Schlussanträge zu Verfall von Urlaubsansprüchen bei durchgehender Arbeitsunfähigkeit bzw. voller Erwerbsminderung

17. März 2022 -

Generalanwalt Jean Richard de la Tour hat seine Schlussanträge in den verbundenen Rechtssachen C 518/20 und C 727/20, Fraport und St. Vincenz-Krankenhaus, zu der Frage vorgelegt, ob Urlaubsansprüche im Fall voller Erwerbsminderung bzw. durchgehender Arbeitsunfähigkeit auch dann verfallen können, wenn dem Arbeitnehmer nicht die Möglichkeit gegeben wurde, den Urlaub vor dem Eintritt der Erwerbsminderung bzw. Arbeitsunfähigkeit zu nehmen.

Aus der Pressemitteilung des EuGH vom 17.03.2022 ergibt sich:

Das Bundesarbeitsgericht hat zwei Rechtsstreitigkeiten zu entscheiden, in denen Mitarbeiter von Fraport bzw. des St. Vincenz-Krankenhauses Ansprüche auf bezahlten Jahresurlaub für das Urlaubsjahr geltend machen, in dem sie aufgrund einer Krankheit voll erwerbsgemindert bzw. arbeitsunfähig wurden. (RN 2)

Das Bundesarbeitsgerichts ersucht den Gerichtshof in diesem Zusammenhang um Auslegung der Richtlinie 2003/88 über bestimmte Aspekte der Arbeitszeitgestaltung sowie der Charta der Grundrechte der Europäischen Union.

Der Gerichtshof soll klären, ob das Unionsrecht einer nationalen Regelung entgegensteht, aus der sich ergibt, dass der Anspruch auf bezahlten Jahresurlaub, den ein Arbeitnehmer in dem Urlaubsjahr erworben hat, in dem eine volle Erwerbsminderung oder eine Arbeitsunfähigkeit aufgrund einer Krankheit eingetreten ist, die seitdem fortbesteht, nach Ablauf eines nach innerstaatlichem Recht zulässigen Übertragungszeitraums erlöschen kann, auch wenn diesem Arbeitnehmer von seinem Arbeitgeber nicht die Möglichkeit gegeben wurde, diesen Anspruch während der tatsächlichen Arbeitszeit wahrzunehmen, bevor die volle Erwerbsminderung bzw. die krankheitsbedingte Arbeitsunfähigkeit eintrat.

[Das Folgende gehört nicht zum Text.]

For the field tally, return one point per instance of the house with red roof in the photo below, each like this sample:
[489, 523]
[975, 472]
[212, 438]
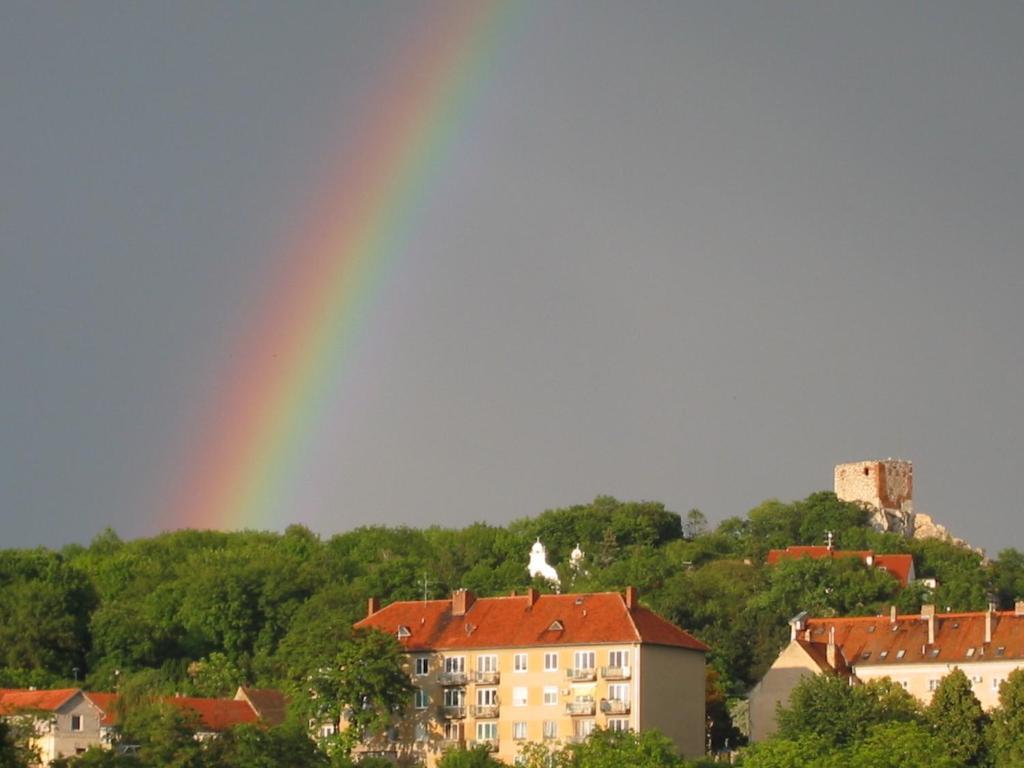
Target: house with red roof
[900, 566]
[504, 671]
[69, 721]
[915, 651]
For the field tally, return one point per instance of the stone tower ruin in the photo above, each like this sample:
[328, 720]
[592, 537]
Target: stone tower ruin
[885, 487]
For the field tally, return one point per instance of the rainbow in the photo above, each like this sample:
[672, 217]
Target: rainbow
[291, 365]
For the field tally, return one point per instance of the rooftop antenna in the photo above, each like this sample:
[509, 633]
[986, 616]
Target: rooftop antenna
[426, 586]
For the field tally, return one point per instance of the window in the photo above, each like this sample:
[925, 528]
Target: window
[619, 692]
[583, 659]
[619, 658]
[583, 728]
[455, 696]
[486, 696]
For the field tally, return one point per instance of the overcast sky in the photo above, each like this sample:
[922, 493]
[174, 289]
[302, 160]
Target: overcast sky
[688, 252]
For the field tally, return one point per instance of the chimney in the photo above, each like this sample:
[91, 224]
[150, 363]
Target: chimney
[830, 648]
[462, 601]
[928, 613]
[632, 598]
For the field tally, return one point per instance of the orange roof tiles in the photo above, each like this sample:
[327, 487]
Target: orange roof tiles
[901, 566]
[526, 621]
[216, 714]
[958, 638]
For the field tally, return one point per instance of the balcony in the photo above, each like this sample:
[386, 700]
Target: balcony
[614, 707]
[453, 678]
[581, 675]
[615, 673]
[580, 707]
[485, 711]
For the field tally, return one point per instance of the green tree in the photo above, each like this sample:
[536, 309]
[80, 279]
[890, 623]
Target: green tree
[605, 749]
[1007, 731]
[956, 719]
[369, 680]
[827, 707]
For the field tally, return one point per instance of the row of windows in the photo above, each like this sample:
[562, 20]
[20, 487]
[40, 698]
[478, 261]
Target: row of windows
[582, 659]
[520, 695]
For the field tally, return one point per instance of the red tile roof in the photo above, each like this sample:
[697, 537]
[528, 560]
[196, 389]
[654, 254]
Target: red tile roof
[215, 714]
[13, 699]
[870, 641]
[526, 621]
[901, 566]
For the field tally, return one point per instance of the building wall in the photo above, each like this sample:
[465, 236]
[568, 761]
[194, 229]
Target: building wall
[884, 484]
[57, 738]
[792, 666]
[672, 695]
[920, 680]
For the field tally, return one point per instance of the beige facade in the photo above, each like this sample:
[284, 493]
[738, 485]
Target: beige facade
[915, 651]
[544, 691]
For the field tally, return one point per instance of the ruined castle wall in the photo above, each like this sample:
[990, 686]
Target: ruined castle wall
[883, 484]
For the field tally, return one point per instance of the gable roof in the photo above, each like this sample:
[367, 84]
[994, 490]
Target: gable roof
[901, 566]
[882, 641]
[526, 621]
[14, 699]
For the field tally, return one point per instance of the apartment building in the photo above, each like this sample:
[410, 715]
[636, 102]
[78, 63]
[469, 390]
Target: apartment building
[915, 651]
[505, 671]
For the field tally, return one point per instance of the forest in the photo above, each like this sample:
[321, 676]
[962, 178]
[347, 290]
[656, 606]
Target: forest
[200, 612]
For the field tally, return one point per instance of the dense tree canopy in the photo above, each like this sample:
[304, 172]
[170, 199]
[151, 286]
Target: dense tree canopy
[199, 612]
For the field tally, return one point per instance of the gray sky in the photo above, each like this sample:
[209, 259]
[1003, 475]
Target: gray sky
[689, 252]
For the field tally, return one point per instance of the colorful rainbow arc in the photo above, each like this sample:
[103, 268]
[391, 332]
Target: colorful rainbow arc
[296, 353]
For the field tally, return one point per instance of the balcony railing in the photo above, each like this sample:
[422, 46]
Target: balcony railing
[581, 675]
[453, 678]
[580, 707]
[614, 707]
[615, 673]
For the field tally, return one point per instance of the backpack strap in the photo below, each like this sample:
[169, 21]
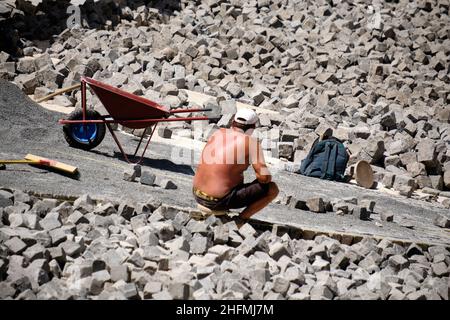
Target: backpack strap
[329, 164]
[325, 161]
[331, 169]
[304, 168]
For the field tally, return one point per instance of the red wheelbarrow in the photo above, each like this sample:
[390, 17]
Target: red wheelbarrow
[85, 129]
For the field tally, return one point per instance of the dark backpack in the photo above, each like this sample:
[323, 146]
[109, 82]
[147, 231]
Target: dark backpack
[327, 159]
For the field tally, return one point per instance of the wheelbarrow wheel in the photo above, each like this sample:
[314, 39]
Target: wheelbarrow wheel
[84, 136]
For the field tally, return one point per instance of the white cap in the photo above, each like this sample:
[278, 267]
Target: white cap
[246, 116]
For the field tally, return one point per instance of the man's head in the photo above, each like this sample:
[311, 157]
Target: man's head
[245, 119]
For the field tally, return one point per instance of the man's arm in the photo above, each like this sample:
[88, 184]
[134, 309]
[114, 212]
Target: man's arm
[258, 162]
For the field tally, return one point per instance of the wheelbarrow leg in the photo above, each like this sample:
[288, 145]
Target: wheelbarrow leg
[120, 146]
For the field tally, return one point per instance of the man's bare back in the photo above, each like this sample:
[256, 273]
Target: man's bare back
[215, 175]
[218, 182]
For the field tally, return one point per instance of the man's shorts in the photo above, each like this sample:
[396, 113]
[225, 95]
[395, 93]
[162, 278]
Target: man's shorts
[240, 196]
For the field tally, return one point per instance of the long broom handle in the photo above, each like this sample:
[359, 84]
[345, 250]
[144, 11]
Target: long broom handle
[43, 162]
[58, 92]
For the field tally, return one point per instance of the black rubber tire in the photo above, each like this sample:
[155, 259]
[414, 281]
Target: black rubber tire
[77, 114]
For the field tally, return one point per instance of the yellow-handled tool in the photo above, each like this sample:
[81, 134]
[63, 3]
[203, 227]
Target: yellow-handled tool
[36, 160]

Der Gerichtshof wird somit in einer Situation, in der ein Arbeitnehmer über mehrere aufeinanderfolgende Bezugszeiträume arbeitsunfähig ist, jedoch in dem Zeitraum, in dem die Arbeitsunfähigkeit eingetreten ist, teilweise gearbeitet hat und für den er die Aufrechterhaltung des für diesen Zeitraum erworbenen Urlaubsanspruchs geltend macht, die Lehren miteinander in Einklang zu bringen haben, die aus den Urteilen vom 20. Januar 2009, Schultz-Hoff u. a., und vom 22. November 2011, KHS, auf der einen sowie aus dem Urteil vom 6. November 2018, Max-Planck-Gesellschaft zur Förderung der Wissenschaften, auf der anderen Seite gezogen werden können.

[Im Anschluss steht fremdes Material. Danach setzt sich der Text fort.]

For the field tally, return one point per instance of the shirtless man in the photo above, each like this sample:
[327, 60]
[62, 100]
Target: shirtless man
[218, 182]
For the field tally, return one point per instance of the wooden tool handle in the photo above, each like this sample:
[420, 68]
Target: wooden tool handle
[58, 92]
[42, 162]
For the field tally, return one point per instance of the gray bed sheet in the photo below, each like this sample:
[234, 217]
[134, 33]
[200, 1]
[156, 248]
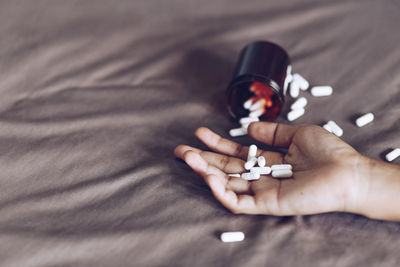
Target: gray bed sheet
[96, 94]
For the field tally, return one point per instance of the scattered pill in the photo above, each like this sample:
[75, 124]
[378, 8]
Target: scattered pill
[303, 83]
[252, 152]
[335, 128]
[327, 127]
[277, 167]
[249, 176]
[257, 113]
[246, 120]
[258, 105]
[295, 114]
[365, 119]
[261, 161]
[262, 170]
[321, 90]
[248, 103]
[238, 132]
[294, 89]
[228, 237]
[250, 163]
[393, 154]
[299, 103]
[282, 173]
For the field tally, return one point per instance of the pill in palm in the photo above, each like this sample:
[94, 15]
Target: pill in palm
[228, 237]
[282, 173]
[276, 167]
[295, 114]
[247, 120]
[261, 161]
[321, 90]
[238, 132]
[252, 152]
[335, 128]
[248, 103]
[250, 163]
[261, 170]
[303, 83]
[299, 103]
[364, 119]
[251, 175]
[395, 153]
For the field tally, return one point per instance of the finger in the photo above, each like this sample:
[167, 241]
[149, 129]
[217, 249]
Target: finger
[272, 133]
[235, 203]
[201, 166]
[230, 148]
[221, 145]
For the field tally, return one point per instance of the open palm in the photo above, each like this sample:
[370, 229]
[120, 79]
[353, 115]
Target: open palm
[324, 170]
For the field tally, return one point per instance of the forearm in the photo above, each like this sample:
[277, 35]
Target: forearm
[379, 190]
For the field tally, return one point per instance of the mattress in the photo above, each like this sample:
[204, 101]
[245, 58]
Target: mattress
[95, 95]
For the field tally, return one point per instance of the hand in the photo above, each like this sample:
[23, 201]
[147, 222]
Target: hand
[325, 171]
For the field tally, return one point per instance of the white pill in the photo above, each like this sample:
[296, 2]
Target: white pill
[248, 103]
[228, 237]
[261, 161]
[299, 103]
[282, 173]
[294, 89]
[327, 127]
[261, 170]
[295, 114]
[238, 132]
[257, 105]
[303, 83]
[257, 113]
[321, 90]
[247, 120]
[250, 163]
[365, 119]
[250, 176]
[277, 167]
[393, 154]
[252, 152]
[335, 128]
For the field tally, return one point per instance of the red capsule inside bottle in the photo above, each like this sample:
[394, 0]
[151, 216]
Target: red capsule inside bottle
[242, 91]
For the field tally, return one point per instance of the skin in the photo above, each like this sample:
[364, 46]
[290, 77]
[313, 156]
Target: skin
[328, 174]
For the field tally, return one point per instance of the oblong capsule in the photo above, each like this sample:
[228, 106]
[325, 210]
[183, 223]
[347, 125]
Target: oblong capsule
[228, 237]
[395, 153]
[295, 114]
[364, 119]
[261, 170]
[247, 120]
[238, 132]
[321, 90]
[299, 103]
[282, 173]
[257, 105]
[276, 167]
[249, 176]
[261, 161]
[294, 89]
[250, 163]
[335, 128]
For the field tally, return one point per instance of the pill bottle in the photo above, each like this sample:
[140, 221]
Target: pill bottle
[262, 72]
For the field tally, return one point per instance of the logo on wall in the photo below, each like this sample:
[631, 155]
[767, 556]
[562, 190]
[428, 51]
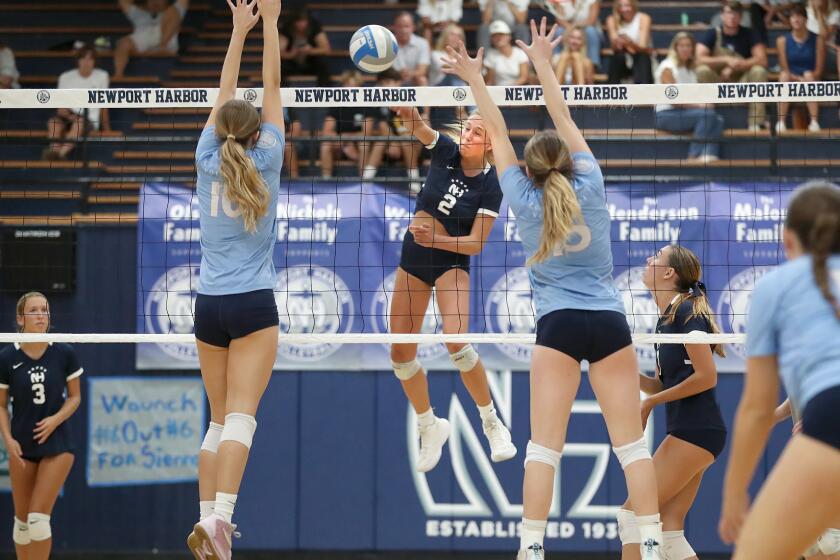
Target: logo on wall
[510, 309]
[312, 300]
[641, 309]
[170, 309]
[734, 303]
[380, 311]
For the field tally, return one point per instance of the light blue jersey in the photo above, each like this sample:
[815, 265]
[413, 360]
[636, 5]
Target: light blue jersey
[233, 260]
[579, 274]
[789, 318]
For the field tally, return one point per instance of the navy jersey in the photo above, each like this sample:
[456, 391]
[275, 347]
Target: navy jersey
[453, 198]
[37, 389]
[700, 411]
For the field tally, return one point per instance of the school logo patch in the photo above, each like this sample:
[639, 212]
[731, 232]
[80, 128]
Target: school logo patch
[311, 300]
[170, 309]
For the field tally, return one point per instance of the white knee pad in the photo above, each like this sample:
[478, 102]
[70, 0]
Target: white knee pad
[20, 533]
[212, 438]
[406, 370]
[632, 452]
[829, 542]
[239, 427]
[675, 546]
[538, 453]
[628, 530]
[465, 358]
[39, 526]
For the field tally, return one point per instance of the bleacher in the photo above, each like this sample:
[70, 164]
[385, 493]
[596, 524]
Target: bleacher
[101, 182]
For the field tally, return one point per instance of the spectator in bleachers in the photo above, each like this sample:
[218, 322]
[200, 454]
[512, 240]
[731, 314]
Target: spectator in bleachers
[629, 33]
[353, 125]
[8, 70]
[414, 55]
[707, 125]
[573, 67]
[584, 14]
[512, 12]
[68, 125]
[506, 64]
[437, 14]
[733, 53]
[451, 36]
[802, 59]
[389, 123]
[156, 29]
[824, 20]
[303, 46]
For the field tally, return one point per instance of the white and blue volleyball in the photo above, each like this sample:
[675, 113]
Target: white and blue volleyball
[373, 48]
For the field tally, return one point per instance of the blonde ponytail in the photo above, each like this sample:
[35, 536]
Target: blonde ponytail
[550, 163]
[236, 124]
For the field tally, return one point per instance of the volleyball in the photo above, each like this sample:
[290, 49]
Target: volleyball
[373, 48]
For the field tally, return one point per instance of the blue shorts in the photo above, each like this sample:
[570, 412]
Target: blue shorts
[712, 441]
[584, 335]
[820, 419]
[220, 319]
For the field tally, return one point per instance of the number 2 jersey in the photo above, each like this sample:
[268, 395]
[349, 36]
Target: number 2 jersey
[453, 198]
[37, 390]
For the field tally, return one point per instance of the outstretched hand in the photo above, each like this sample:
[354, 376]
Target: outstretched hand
[542, 45]
[459, 63]
[245, 17]
[270, 9]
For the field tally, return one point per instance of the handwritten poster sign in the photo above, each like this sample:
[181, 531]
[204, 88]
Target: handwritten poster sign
[144, 430]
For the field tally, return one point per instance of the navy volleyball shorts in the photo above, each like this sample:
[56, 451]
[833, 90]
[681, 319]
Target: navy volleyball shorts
[820, 419]
[584, 335]
[220, 319]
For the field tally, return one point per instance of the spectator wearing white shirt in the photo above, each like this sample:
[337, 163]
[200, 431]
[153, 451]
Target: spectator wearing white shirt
[68, 125]
[584, 14]
[414, 55]
[506, 65]
[8, 69]
[437, 14]
[156, 29]
[512, 12]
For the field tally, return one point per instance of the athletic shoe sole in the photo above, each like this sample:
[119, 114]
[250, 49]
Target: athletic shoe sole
[201, 545]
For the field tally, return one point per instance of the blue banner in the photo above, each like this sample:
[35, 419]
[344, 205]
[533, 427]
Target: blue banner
[337, 252]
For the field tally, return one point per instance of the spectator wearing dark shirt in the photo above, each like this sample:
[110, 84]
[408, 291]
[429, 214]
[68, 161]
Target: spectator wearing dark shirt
[353, 125]
[303, 45]
[802, 59]
[733, 53]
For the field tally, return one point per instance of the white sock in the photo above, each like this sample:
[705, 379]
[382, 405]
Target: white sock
[224, 505]
[487, 412]
[205, 508]
[649, 527]
[427, 418]
[532, 532]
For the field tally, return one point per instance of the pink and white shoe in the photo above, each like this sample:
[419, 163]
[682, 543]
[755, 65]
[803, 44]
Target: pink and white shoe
[211, 538]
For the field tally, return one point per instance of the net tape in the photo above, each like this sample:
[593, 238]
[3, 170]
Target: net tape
[595, 95]
[362, 338]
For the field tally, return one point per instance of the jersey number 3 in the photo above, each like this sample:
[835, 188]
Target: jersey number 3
[40, 396]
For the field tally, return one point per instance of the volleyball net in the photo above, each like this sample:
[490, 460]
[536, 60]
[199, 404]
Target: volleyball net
[104, 217]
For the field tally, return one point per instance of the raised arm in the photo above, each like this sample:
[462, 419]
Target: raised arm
[272, 105]
[244, 19]
[539, 51]
[469, 69]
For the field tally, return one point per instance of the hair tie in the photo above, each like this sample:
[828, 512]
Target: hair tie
[698, 289]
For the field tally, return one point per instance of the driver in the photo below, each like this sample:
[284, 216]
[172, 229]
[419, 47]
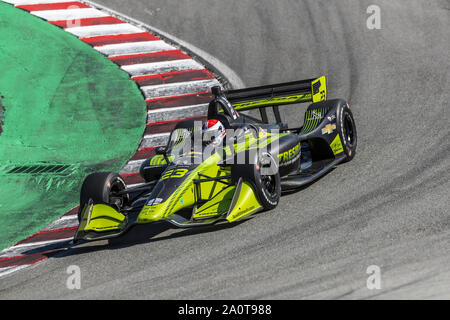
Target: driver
[213, 132]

Wenn sich nämlich aus einer Zusammenschau dieser beiden ersten Urteile ergibt, dass eine nationale Regelung eine zeitliche Begrenzung des Anspruchs auf bezahlten Jahresurlaub vorsehen kann, den ein Arbeitnehmer in den aufeinanderfolgenden Bezugszeiträumen erworben hat, während deren er wegen einer Krankheit arbeitsunfähig war, kann dann eine solche zeitliche Begrenzung systematisch für den Anspruch auf bezahlten Jahresurlaub gelten, den der Arbeitnehmer in dem Bezugszeitraum erworben hat, in dem er gearbeitet hat, bevor er arbeitsunfähig wurde?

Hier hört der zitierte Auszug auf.